Je vous informe que j'ai dit à Madame le Docteur que j'ai obtenu 8, ne tenez pas compte de cette note, je vous promets que ma note finale sera 20. C'était une grande femme, un bon professeur dans la vie, que Dieu ait son âme, qu'il illumine sa tombe, car elle a changé ma mentalité. J'ai dit à Madame le Docteur que je vous promets que ma note finale sera vingt et c'est ce qui s'est passé. Je suis allé la voir et elle a dit que Norouzian était tellement déçu.

Vous m'aviez même promis. Je vous suis très reconnaissant et j'espère que ce sera une très bonne opportunité pour que vous puissiez continuer la médecine vétérinaire et vous m'avez beaucoup encouragé. Après cela, à l'époque, le cours d'anatomie ici était enseigné par le professeur Mir Babaei, le professeur Nagavi, le professeur Zand Afshar, des professeurs renommés de notre médecine vétérinaire. Parce qu'il n'y avait qu'une seule faculté, l'Université de Téhéran de médecine vétérinaire, et ils faisaient partie de personnalités éminentes, et les disciplines cliniques n'avaient pas encore été formées par les éminents qui ont été ajoutés plus tard, il était donc très important que, comme vous le dites, vous puissiez réussir ces cours. Machallah pour votre mémoire, touche du bois, vous vous souvenez de tous les noms. Les professeurs et la question qui s'est posée pour moi était que vous avez dit que vous faisiez partie des premiers à vous engager à la faculté de médecine vétérinaire de l'Université de Téhéran. Où vos professeurs ont-ils étudié ? Parce que cela remonte à l'année 1351 lorsque j'ai été embauché.

C'est-à-dire, prenez sept ans et cinq ans et deux ans, 7 ans, 7 ans après mon entrée à la faculté de médecine vétérinaire. Parce qu'à l'époque, notre programme durait 5 ans. J'ai été diplômé en 1349. Nous avons poursuivi le système pendant les études. Ensuite, je suis allé un an pour le programme du Corps de Promotion. J'ai choisi la province de Kerman. Là-bas, on m'a informé que mon professeur, Monsieur le Docteur Hekmati, m'avait proposé comme candidat pour être assistant dans le département.

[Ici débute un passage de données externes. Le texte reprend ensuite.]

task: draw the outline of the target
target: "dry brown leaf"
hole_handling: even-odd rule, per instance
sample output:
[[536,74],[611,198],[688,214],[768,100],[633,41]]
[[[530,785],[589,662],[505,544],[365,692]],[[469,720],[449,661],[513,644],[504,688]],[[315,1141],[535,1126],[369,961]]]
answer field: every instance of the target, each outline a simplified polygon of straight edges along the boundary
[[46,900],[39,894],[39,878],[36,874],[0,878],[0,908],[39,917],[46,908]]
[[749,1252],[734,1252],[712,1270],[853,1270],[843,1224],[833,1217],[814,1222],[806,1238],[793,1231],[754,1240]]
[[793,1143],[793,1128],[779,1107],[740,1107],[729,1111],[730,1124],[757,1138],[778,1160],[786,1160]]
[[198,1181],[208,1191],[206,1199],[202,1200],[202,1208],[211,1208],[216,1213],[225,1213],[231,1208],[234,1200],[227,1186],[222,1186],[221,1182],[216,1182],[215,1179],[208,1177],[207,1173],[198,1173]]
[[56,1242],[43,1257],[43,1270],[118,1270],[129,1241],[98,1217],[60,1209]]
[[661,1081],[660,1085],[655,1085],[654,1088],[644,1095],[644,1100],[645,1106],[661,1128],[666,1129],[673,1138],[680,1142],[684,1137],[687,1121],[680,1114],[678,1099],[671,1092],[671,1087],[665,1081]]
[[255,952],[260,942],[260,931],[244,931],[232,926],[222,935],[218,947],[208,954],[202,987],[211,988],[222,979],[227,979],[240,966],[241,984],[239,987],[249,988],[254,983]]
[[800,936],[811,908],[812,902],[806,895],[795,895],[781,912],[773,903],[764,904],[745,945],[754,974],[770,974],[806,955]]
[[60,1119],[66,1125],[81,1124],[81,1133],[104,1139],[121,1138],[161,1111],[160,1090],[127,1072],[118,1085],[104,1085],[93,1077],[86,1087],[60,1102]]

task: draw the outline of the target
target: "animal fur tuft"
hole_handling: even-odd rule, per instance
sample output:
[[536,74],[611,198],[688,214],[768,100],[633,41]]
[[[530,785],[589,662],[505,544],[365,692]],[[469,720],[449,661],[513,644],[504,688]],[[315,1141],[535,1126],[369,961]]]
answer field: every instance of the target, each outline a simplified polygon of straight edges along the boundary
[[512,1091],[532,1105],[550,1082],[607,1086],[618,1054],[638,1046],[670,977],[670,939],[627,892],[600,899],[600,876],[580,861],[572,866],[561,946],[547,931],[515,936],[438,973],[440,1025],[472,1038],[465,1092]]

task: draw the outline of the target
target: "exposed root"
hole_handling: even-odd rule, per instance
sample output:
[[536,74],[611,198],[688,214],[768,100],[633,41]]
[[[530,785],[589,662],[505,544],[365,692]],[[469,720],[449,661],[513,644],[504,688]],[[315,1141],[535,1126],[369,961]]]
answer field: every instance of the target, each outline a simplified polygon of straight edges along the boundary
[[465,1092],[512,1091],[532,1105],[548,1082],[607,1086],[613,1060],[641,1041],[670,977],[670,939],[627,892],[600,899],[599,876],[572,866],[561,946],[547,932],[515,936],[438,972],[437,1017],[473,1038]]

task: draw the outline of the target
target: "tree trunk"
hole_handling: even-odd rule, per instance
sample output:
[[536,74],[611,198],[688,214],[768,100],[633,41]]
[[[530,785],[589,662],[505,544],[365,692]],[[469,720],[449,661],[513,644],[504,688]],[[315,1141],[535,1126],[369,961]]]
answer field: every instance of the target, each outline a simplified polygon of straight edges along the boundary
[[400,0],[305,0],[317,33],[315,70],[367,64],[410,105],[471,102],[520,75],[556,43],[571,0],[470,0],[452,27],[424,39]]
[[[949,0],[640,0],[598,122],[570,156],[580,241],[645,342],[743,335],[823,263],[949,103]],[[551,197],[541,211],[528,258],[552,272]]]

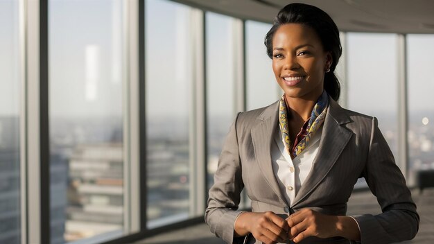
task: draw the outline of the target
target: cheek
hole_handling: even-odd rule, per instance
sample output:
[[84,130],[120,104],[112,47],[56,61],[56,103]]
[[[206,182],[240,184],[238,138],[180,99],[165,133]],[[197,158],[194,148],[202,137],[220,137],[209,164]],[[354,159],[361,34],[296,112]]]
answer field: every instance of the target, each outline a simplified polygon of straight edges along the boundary
[[272,61],[272,71],[275,73],[275,76],[280,76],[280,65],[279,65],[279,62],[276,61]]

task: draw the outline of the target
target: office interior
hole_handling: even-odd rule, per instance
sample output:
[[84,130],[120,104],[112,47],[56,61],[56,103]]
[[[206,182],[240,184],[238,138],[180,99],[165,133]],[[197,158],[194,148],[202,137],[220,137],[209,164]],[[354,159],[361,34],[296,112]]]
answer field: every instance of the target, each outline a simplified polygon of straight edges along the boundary
[[[207,191],[236,113],[282,94],[263,39],[290,2],[0,0],[0,243],[221,243]],[[378,118],[432,243],[434,3],[300,2],[336,22],[339,103]]]

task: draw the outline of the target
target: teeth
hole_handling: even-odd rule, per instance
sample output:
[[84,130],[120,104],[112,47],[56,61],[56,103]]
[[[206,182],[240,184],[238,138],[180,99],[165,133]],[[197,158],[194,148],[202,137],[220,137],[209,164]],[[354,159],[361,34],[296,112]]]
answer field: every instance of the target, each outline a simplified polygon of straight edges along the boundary
[[285,77],[285,78],[284,78],[284,79],[285,79],[285,80],[287,80],[287,81],[300,80],[301,80],[302,78],[303,78],[303,77],[302,77],[302,76]]

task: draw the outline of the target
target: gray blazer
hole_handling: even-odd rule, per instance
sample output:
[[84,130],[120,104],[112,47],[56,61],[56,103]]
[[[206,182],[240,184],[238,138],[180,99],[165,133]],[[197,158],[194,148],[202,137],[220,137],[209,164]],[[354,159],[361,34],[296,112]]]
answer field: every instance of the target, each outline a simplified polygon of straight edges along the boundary
[[[345,215],[354,184],[365,177],[381,207],[376,216],[354,216],[362,243],[390,243],[414,238],[419,217],[402,173],[381,134],[376,118],[342,108],[331,98],[311,172],[288,206],[273,173],[270,147],[277,132],[279,103],[239,113],[231,126],[209,190],[205,222],[227,243],[260,243],[252,235],[234,238],[245,188],[252,211],[286,212],[310,208]],[[348,243],[343,238],[311,237],[302,243]]]

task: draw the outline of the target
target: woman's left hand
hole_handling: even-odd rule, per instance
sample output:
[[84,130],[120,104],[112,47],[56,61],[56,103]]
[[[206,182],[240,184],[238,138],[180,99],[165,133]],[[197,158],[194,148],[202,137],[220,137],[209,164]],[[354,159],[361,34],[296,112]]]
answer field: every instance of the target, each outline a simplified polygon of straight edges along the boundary
[[303,209],[286,218],[290,228],[290,237],[295,243],[309,236],[329,238],[342,236],[360,239],[358,226],[352,218],[329,216],[309,209]]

Mais avant cela, les professeurs étaient principalement boursiers dans les pays d'Europe occidentale, en particulier en France et plus haut, au Danemark et en Suède, principalement dans ces trois pays, et ils y étaient diplômés et suivaient des cours là-bas. C'était de la part du gouvernement iranien. Oui, de la part du gouvernement iranien, avant la révolution, oui. C'est-à-dire, parmi nos premiers professeurs de chirurgie, feu Monsieur le Docteur Akhza, dont je vous parlerai maintenant, qui était en troisième année.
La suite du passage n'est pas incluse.